IME, having to go multi cloud/provider is a way worse problem to have.

andersmurphy · 3h ago
Most industries are not bursty. Overprovision in not expensive for most businesses. You can handle 30000+ updates a second on a 15$ VPS.

A multi node system tends to be less reliable and more failure points than a single box system. Failures rarely happen in isolation.

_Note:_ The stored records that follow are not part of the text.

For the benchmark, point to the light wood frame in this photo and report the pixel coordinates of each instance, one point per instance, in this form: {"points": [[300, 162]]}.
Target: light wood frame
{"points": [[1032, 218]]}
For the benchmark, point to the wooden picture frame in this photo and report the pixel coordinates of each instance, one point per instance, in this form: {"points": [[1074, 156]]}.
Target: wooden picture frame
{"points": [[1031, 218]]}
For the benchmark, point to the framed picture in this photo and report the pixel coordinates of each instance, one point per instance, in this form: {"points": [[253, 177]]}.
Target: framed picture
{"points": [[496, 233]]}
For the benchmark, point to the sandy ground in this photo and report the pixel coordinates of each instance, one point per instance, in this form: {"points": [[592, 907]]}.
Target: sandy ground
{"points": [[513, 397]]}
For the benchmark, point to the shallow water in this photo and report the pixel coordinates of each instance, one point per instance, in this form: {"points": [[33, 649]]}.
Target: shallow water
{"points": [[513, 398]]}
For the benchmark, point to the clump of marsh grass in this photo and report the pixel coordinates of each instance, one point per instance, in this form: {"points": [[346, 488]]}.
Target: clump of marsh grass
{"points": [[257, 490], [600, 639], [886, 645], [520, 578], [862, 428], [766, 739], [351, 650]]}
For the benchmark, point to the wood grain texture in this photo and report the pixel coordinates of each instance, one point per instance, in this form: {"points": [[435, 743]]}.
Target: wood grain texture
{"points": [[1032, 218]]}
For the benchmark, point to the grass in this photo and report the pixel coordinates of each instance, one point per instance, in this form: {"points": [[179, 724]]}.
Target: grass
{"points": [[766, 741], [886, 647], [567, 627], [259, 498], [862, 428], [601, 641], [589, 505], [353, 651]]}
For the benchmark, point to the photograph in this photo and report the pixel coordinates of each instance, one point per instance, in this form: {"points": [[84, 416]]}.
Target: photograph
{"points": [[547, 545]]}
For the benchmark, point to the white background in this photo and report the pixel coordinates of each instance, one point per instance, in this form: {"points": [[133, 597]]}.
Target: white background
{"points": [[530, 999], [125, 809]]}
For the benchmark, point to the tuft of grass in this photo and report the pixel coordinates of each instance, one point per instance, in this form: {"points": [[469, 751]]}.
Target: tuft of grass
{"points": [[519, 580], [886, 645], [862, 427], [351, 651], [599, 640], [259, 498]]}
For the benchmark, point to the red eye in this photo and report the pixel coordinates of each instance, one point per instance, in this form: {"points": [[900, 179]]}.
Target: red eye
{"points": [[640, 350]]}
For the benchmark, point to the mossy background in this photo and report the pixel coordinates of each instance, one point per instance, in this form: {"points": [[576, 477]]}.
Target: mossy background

You can do zero downtime deployment with a single machine if you need to.

matt-p · 4h ago
There are a number of providers who provision dedicated servers via API in minutes these days. Given a dedicated server starts at around $90/Month it probably does make sense for alot of people.
ChrisArchitect · 4h ago
dang · 3h ago
Thanks! Macroexpanded:

Use one big server - https://news.ycombinator.com/item?id=32319147 - Aug 2022 (585 comments)

joshmn · 4h ago
I did this (well, a large-r VPS for $120/month) for my Rails-based sports streaming website. I had a significant amount of throughput too, especially at peak (6-10pm ET).

My biggest takeaway was to have my core database tables (user, subscription, etc) backed up every 10 minutes, and the rest every hour, and test their restoration. (When I shut down the site it was 1.2TB.) Having a script to quickly provision a new node—in case I ever needed it—would have something up within 8 minutes from hitting enter.

When I compare this to the startups I’ve consulted for, who choose k8s because it’s what Google uses yet they only push out 1000s of database queries per day with a handful of background jobs and still try to optimize burn, I shake my head.

I’d do it again. Like many of us I don’t have the need for higher-complexity setups. When I did need to scale, I just added more vCPUs and RAM.

vevoe · 3h ago
Is there somewhere I can read more about your setup/experience with your streaming site? I currently run a (legal :) streaming site but have it hosted on AWS and have been exploring moving everything over to a big server. At this point it just seems like more work to move it than to just pay the cloud tax.
joshmn · 3h ago
Do a search for HeheStreams on your favorite search engine.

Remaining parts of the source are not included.